Having a developmental delay is not just about being behind other kids in certain skills, but being significantly behind in multiple skills or unable to meet expected developmental milestones. These can include not sitting or walking at an appropriate age, not developing social and play skills appropriate for your child’s age, and having difficulty learning all kinds of stuff.

Visual Processing

This is what we utilise for making sense of every single thing we see. A child may have visual processing issues if they have a hard time with the sizes and spacing of letters, copying letters or shapes, or recognising letters, among others.

Fine Motor Skills

These include small movements that the fingers, wrists, toes, tongue, and lips make. If your child has issues with fine motor skills, they may have problems holding a pencil, manipulating toys, using shoelaces, buttons, zippers, and scissors, tracing, drawing, and colouring.

Oral Sensory Skills

These skills control movements in the oral and facial area. Your kid may have delayed oral sensory skills if they drool excessively, have a hard time drinking from a cup or using a straw, or chews using their front teeth.

Gross Motor Skills

These help kids move and properly coordinate their legs, arms, and big body parts, which include bigger muscle groups used for controlling the body.

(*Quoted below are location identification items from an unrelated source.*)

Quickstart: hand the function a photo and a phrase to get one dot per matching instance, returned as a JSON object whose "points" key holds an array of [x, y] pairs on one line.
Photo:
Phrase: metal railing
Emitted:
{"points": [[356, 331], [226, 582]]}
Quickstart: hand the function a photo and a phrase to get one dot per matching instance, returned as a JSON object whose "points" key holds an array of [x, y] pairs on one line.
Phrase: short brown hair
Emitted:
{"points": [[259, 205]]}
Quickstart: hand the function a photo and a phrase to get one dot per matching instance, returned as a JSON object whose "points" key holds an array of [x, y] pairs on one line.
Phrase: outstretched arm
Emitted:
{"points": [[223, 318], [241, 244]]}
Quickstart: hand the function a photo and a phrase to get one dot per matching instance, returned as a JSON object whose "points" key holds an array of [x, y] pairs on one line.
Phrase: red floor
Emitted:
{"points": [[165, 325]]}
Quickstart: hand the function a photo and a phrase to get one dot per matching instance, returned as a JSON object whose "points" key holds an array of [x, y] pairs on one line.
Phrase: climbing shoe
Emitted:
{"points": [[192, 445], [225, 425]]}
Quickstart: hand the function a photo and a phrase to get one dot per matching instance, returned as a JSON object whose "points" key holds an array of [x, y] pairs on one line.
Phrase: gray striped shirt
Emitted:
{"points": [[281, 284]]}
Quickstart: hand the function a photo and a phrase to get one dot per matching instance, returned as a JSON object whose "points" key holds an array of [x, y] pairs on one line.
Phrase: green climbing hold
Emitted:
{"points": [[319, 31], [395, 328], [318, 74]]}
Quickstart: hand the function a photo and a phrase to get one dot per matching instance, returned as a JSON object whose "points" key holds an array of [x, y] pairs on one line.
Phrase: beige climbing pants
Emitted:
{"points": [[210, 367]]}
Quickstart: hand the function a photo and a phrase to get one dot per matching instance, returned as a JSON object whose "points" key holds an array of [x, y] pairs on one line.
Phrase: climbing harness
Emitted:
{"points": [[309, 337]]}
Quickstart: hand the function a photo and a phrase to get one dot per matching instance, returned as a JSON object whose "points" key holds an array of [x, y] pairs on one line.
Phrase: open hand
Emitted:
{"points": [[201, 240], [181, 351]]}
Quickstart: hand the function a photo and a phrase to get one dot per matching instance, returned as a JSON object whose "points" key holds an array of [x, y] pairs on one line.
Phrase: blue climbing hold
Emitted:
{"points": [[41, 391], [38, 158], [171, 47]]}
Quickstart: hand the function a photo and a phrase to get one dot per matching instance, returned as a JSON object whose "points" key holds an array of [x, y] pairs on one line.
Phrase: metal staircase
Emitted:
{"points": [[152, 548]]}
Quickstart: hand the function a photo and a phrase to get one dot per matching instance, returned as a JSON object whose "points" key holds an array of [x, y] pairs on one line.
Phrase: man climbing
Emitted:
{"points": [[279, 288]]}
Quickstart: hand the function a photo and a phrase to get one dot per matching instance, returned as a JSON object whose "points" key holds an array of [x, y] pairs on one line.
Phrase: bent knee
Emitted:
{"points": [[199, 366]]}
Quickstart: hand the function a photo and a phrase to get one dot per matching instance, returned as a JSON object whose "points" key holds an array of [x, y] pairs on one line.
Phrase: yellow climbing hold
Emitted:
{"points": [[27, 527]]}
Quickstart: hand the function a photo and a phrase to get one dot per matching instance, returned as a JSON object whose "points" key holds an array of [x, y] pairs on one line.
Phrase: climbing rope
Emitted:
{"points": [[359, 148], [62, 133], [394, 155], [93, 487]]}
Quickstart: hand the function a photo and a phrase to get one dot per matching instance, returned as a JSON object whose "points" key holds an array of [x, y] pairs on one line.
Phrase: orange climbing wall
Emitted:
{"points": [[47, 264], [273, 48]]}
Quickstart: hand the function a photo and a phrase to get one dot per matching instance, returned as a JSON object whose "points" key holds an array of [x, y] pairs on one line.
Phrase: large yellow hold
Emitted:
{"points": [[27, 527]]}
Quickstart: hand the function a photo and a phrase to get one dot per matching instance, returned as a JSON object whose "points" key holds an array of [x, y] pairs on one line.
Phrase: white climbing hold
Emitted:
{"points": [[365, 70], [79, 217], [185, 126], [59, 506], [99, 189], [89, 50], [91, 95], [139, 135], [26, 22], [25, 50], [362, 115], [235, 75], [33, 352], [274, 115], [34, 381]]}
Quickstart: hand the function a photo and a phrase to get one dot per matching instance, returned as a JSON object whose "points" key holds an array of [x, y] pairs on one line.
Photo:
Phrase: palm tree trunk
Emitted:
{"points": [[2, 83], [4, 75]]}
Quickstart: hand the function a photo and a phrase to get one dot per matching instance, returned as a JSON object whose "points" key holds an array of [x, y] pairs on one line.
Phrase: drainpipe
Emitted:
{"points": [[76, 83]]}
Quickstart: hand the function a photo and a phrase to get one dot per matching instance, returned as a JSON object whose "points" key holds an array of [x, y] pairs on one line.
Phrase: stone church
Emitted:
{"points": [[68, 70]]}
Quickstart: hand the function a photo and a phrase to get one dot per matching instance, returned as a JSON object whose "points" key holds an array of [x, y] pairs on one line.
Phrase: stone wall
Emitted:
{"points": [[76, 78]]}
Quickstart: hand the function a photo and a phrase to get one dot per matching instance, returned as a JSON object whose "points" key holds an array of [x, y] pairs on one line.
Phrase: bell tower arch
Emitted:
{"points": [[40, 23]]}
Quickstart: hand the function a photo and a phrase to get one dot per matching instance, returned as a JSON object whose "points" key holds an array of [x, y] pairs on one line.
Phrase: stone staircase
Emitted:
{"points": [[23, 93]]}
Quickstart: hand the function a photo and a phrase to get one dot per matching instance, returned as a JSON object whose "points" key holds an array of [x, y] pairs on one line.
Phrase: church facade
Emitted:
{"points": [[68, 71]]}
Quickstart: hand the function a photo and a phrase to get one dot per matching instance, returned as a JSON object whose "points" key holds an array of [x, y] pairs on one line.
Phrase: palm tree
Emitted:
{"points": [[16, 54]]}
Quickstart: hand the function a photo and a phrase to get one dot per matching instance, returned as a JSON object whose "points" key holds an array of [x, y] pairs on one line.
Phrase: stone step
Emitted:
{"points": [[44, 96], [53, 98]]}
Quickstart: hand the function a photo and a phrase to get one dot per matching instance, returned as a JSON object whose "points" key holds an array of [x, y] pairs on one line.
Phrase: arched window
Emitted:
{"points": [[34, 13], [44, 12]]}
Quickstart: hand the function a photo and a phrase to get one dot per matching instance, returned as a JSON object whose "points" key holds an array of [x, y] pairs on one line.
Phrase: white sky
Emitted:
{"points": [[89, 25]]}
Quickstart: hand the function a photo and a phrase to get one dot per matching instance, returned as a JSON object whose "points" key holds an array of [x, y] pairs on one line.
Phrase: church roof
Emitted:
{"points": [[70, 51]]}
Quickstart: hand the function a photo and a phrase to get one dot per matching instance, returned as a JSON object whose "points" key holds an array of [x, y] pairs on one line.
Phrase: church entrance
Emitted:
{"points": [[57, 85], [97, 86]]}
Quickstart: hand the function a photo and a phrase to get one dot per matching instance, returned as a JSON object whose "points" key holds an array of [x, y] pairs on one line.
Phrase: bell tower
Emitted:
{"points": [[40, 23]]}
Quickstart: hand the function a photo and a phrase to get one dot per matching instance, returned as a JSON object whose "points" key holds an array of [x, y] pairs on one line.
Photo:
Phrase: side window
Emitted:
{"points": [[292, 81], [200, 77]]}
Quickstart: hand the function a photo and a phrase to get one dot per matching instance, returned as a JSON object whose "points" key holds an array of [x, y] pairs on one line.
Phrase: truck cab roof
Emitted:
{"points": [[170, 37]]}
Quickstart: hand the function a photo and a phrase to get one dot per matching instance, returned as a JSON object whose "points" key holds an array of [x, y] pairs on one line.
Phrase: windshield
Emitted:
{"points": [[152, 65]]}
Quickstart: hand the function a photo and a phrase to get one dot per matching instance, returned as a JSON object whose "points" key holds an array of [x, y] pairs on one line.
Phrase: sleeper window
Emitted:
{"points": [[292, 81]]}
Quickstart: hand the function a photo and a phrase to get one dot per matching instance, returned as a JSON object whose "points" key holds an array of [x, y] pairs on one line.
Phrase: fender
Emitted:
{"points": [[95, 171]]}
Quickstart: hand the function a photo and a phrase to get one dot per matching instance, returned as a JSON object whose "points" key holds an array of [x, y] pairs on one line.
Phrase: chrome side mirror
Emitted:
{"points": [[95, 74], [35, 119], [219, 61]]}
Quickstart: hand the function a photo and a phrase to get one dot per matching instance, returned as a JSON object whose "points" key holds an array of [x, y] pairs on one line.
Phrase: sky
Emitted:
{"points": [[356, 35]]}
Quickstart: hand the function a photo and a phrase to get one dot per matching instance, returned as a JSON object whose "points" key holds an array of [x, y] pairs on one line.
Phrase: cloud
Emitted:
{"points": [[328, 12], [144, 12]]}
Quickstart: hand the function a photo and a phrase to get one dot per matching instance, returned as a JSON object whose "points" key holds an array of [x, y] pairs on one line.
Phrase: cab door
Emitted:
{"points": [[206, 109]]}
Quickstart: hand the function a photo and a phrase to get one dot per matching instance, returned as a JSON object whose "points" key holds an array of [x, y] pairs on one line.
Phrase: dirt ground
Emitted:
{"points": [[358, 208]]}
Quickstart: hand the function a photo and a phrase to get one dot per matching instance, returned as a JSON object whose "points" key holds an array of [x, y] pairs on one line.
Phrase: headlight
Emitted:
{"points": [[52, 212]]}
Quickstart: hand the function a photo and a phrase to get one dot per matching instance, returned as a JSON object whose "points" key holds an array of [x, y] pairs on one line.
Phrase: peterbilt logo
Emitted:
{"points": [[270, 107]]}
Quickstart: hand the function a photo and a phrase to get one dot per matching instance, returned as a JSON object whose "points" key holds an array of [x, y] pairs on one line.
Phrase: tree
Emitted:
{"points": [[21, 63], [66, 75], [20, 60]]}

If your child is behind in strength, balance, or movement skills, they may appear generally uncoordinated and clumsy.

Social Interaction and Play Skills

These are skills that children need to build relationships with other people and understand them. Your child may be behind in social and play skills if they have a hard time interacting, playing, and engaging with other people. They may also have delayed speech skills or a tough time adapting to changes or new environments.

It is important to keep in mind, though, that all kids are different and they develop these skills at different times. However, if you strongly believe that your child is already struggling to learn the vital skills mentioned above, your best recourse is to consult an occupational therapist.